TERAMO – Blocco del campionato 2009-2010 e nessun atleta tesserato con i club di Serie A alle Nazionali Giovanili. Nella battaglia infinita con la Federazione, l’assemblea della Lega Basket Serie A ha avanzato queste minacce dopo aver discusso sulla eleggibilità dei giocatori per le
prossime stagioni agonistiche. La Fip ha previsto che i giocatori extracomunitari scendano da quattro a tre già dal prossimo campionato e un’ulteriore riduzione dalla stagione successiva. Scelta che, dicono le società, fa lievitare i costi per i giocatori italiani e comunitari. «Ancora una volta i club devono constatare che le concrete proposte avanzate in questi anni, unite a consistenti investimenti sui vivai, vengono disattese e vanificate da decisioni unilaterali della Federazione che non considera minimamente il difficile momento economico, destinato a ripercuotersi pesantemente e unicamente sui bilanci delle società», ha spiegato la Lega, prendendo atto «con amarezza che le sue istanze e il lungo e proficuo lavoro compiuto dalle
apposite Commissioni di Lega non è stato tenuto in alcuna considerazione.

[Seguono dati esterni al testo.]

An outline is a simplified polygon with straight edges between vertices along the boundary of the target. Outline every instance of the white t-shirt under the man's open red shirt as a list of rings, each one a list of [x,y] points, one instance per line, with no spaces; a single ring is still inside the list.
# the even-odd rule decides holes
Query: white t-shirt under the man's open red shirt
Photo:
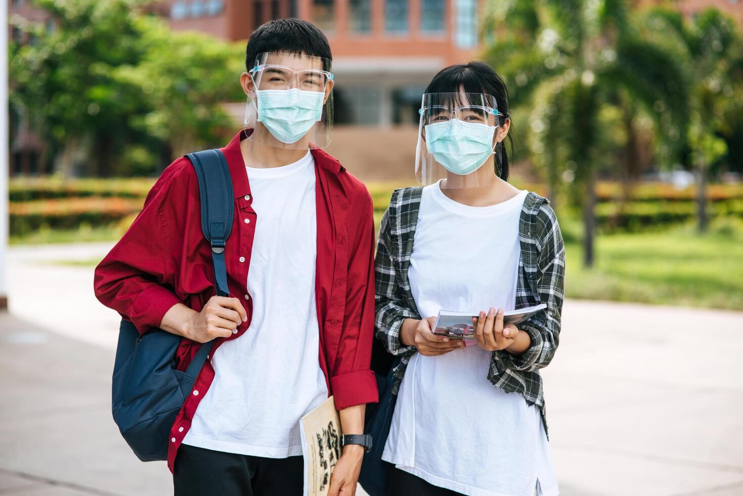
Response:
[[[328,397],[315,306],[314,158],[246,168],[257,216],[247,277],[253,318],[214,353],[214,381],[184,444],[285,458],[302,454],[299,418]]]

I club di Serie A hanno quindi rigettato le determinazioni del Consiglio Federale dello scorso 15 e 16 maggio e, in assenza di modifiche concrete ed immediate, hanno annunciato che «si riuniranno nelle prossime settimane per stabilire le modalità di attuazione delle iniziative già votate oggi all’unanimità». Tra queste, appunto, il blocco del campionato e il no dei giovani alle convocazioni in azzurro. L’assemblea ha anche analizzato e discusso le offerte presentate venerdì scorso nell’ambito della trattativa privata dai soggetti che avevano manifestato interesse all’acquisto dei diritti audiovisivi del campionato di Serie A. Vista la complessità del tema, i club hanno richiesto al presidente Renzi di poter analizzare più approfonditamente la
documentazione disponibile per poter assumere una decisione in tempi brevi.